Overall I think the direction makes sense to me. Pre-overcharging makes sense to
me as an approach, we would much rather overaccount than underaccount and
later have to breach limits.
I do have some concerns on performance, though. Namely, I think there are
some expensive operations that I think would benefit from some performane
benchmarking with this patch added (maybe some simple microbenchmarks that
demonstrates kernel allocation overhead could be useful).
>From what I can tell, there is some additional performance overhead that has
to do with iterating over num_possible_cpus() x pages_per_alloc, which
doesn't seem trivial to me.
Another concern that I see is the stock credit system. Maybe we could be
bypassing the stock check leading to more time spent doing the atomic
operations.
obj_stock caches a single obj_cgroup, which means that if we split the objcg
to be per-node (in patch 6), then the obj_stock basically gets invalidated
every operation since we iterate over more objcgs (even though we are in
the same logical objcg). Maybe I'm missing something?
I haven't taken a deep look at the implementation details but just wanted to
raise some high level items that I noticed. Of course, all of these concerns
are just theoretical, if you can show that the performance delta is not
noticable then all of my concerns don't matter.

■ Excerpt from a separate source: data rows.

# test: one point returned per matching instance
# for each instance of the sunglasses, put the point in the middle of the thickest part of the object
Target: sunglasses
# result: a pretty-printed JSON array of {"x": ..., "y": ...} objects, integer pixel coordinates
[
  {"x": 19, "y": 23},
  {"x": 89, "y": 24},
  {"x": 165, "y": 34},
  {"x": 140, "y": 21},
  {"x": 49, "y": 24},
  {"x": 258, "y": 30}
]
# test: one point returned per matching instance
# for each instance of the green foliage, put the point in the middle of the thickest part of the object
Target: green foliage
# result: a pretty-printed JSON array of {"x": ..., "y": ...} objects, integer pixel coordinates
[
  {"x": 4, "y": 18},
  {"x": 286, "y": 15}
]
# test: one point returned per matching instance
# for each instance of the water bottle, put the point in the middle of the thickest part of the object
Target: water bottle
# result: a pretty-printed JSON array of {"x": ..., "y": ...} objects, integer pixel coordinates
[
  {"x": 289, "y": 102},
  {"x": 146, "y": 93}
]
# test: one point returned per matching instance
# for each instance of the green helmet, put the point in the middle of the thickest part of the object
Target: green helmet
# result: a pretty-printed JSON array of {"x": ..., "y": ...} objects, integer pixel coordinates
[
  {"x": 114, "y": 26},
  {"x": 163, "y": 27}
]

I also want to talk more about the local credit system but let's first see
what the numbers are first.
Thanks again, Alex. And I really like patch 2 because it is a solution to
a problem that I ran into in my percpu tracking series that I couldn't think
of before! Thank you for solving my problem too : -)
Have a great day!
Joshua
> [1] https://lore.kernel.org/linux-mm/20260404033844.1892595-1-joshua.hahnjy@xxxxxxxxx/
> [2] https://lore.kernel.org/linux-mm/56c04b1c5d54f75ccdc12896df6c1ca35403ecc3.1772711148.git.zhengqi.arch@xxxxxxxxxxxxx/
> [3] https://lore.kernel.org/linux-mm/20260311195153.4013476-1-joshua.hahnjy@xxxxxxxxx/
>
> Alexandre Ghiti (8):
> mm: memcontrol: propagate NMI slab stats to memcg vmstats
> mm: percpu: charge obj_exts allocation with __GFP_ACCOUNT
> mm: percpu: Split memcg charging and kmem accounting
> mm: memcontrol: track MEMCG_KMEM per NUMA node
> mm: memcontrol: per-node kmem accounting for page charges
> mm: slab: per-node kmem accounting for slab
> mm: percpu: per-node kmem accounting using local credit
> mm: zswap: per-node kmem accounting for zswap/zsmalloc
>
> include/linux/memcontrol.h | 27 +++++--
> include/linux/mmzone.h | 1 +
> include/linux/zsmalloc.h | 2 +
> mm/memcontrol.c | 150 ++++++++++++++++++++++++++++---------
> mm/percpu-internal.h | 16 +---
> mm/percpu.c | 90 ++++++++++++++++++++--
> mm/vmstat.c | 1 +
> mm/zsmalloc.c | 11 +++
> mm/zswap.c | 9 ++-
> 9 files changed, 242 insertions(+), 65 deletions(-)
>
> --
> 2.54.0
>
>